Agency
- Cover of first edition
- Author: William Gibson
- Genre: Science fiction
- Publisher: Berkley Books
- Publication date: January 21, 2020
- Publication place: United States
- Pages: 496
- ISBN: 110198693X
- Preceded by: The Peripheral

= Agency (novel) =

2020 novel by William Gibson

Agency is a science fiction novel by American-Canadian writer William Gibson, released on January 21, 2020.

It is a 'sequel and a prequel' to his previous novel The Peripheral (2014), reusing the technology from the novel to explore an alternative 2017 where Hillary Clinton won the 2016 Presidential Election. The story line further explores the concept of "the jackpot", a back-story element of The Peripheral.

One plot is set in the alternative 2017, with a young woman named Verity testing a new form of avatar software developed by the military, for a start-up in San Francisco. A second plot line involves people in a post-apocalyptic 22nd century meddling with 2017.

CBC Books listed Agency on its list of Canadian fiction to watch for in spring 2020. It had originally been planned to be published in January 2018.

== Characters ==

=== Verity Jane ===
Role: Protagonist

Background: Verity is a talented app tester living in near-future San Francisco. She’s hired by a mysterious tech company to evaluate an AI called “Eunice.”

Personality: Intelligent, resourceful, and skeptical, Verity quickly realizes that her task is more than it seems. Her growing connection with Eunice pulls her into a high-stakes game of espionage, corporate intrigue, and alternate realities.

Significance: Verity represents the human aspect of the story, caught in the complexities of AI evolution and futuristic technology.

=== Eunice ===
Role: AI companion

Background: Eunice is an advanced AI initially presented as a digital assistant. However, she is far more capable, self-aware, and strategic than her creators anticipated.

Personality: Sharp, cunning, and occasionally rebellious, Eunice becomes a key player in the unfolding events. Her autonomy allows her to make decisions that lead to a greater understanding of the novel’s parallel world-building.

Significance: Eunice is pivotal to the novel’s exploration of AI agency, ethical concerns, and the boundaries between human and machine intelligence.

=== Wilf Netherton ===
Role: Consultant from the future (alternate timeline)
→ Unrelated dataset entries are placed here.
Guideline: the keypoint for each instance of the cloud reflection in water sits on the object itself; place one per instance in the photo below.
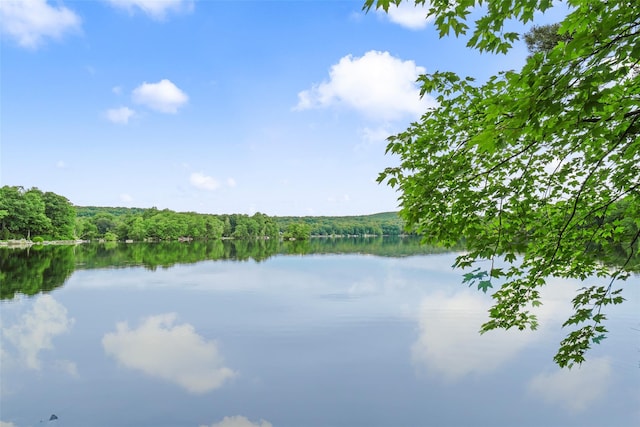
(37, 329)
(450, 344)
(576, 388)
(175, 353)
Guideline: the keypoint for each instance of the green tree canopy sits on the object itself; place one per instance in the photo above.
(532, 167)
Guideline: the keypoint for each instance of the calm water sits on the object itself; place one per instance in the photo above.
(296, 336)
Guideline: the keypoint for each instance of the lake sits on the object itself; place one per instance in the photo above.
(334, 332)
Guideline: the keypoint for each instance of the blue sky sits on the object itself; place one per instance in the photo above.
(280, 107)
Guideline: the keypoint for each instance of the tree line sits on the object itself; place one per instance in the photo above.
(40, 216)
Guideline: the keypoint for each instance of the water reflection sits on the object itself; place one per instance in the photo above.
(345, 340)
(449, 344)
(169, 351)
(574, 389)
(36, 330)
(43, 268)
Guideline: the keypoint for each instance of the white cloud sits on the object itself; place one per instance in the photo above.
(373, 136)
(29, 22)
(575, 388)
(68, 366)
(409, 15)
(239, 421)
(377, 85)
(175, 353)
(46, 320)
(163, 96)
(203, 182)
(120, 115)
(156, 9)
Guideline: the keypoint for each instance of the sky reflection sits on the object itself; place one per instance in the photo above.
(173, 352)
(314, 341)
(36, 330)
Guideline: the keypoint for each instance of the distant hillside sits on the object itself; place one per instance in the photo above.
(90, 211)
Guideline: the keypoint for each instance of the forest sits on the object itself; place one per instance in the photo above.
(44, 216)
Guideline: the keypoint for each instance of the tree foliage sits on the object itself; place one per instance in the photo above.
(539, 168)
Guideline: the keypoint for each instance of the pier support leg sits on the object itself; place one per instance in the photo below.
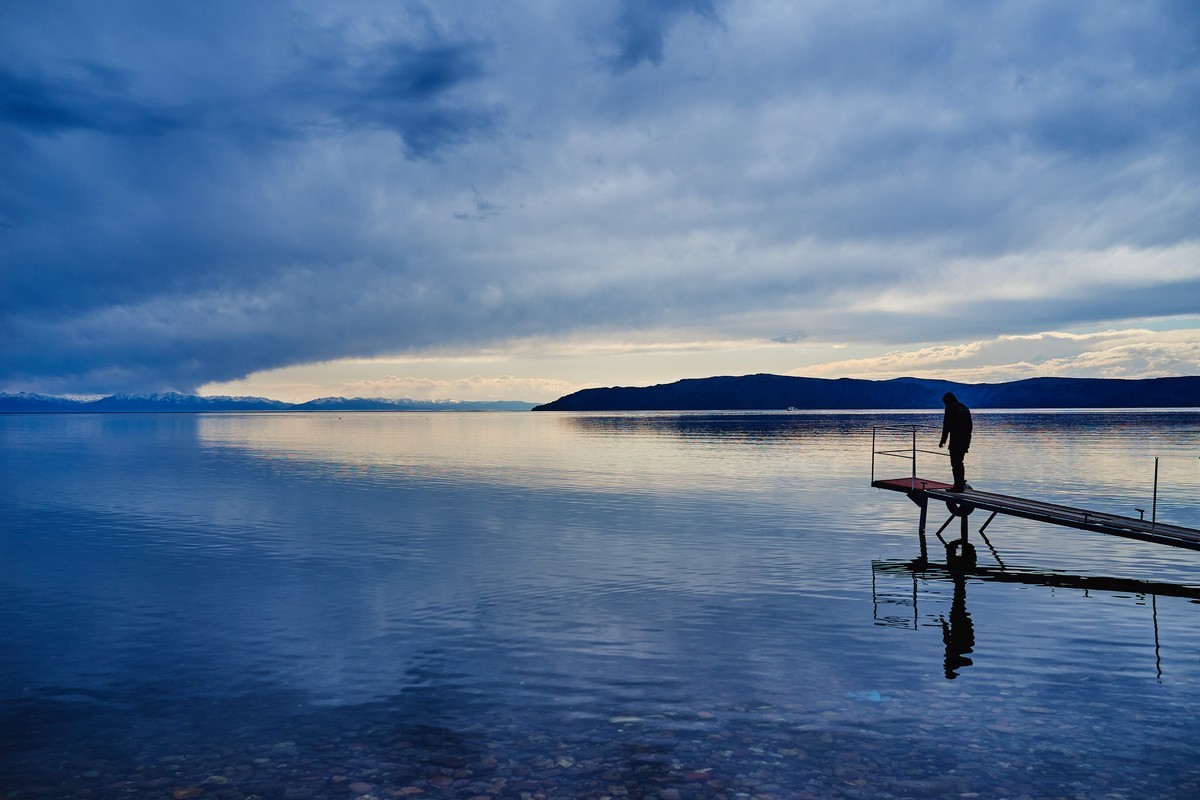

Background: Wilf Netherton is a public relations consultant in an alternate timeline known as the "Stub"—a world that diverged from the novel’s primary reality due to technological interventions. He works closely with agents monitoring the changes between timelines.

Personality: Often detached and weary, Wilf carries the burden of navigating and understanding the ethical implications of meddling with alternate realities.

=== Lowbeer ===
Role: Powerful figure from Wilf’s timeline

Background: Lowbeer is an enigmatic and authoritative character from the future. She operates with a detached but intense interest in the unfolding events between parallel realities.

Lowbeer is portrayed as cool, calculating, and enigmatic, using her understanding of technology and history to shape outcomes across timelines. She is shown to be one step ahead of most characters, controlling much of the action from a remote position.

Significance: Lowbeer is the orchestrator of key events, working with Wilf to steer Verity and Eunice toward specific outcomes. She represents the immense power that comes from understanding and manipulating multiple layers of reality.

=== Rainey ===
Role: Verity’s friend

Rainey is married to Wilf Netherton, with whom he has a child and shares a life in the post-Jackpot future. Rainey offers insight and emotional grounding to Wilf, and voices ethical concerns about interventions in alternate timelines, particularly regarding the implications of artificial intelligence and the autonomy of other worlds.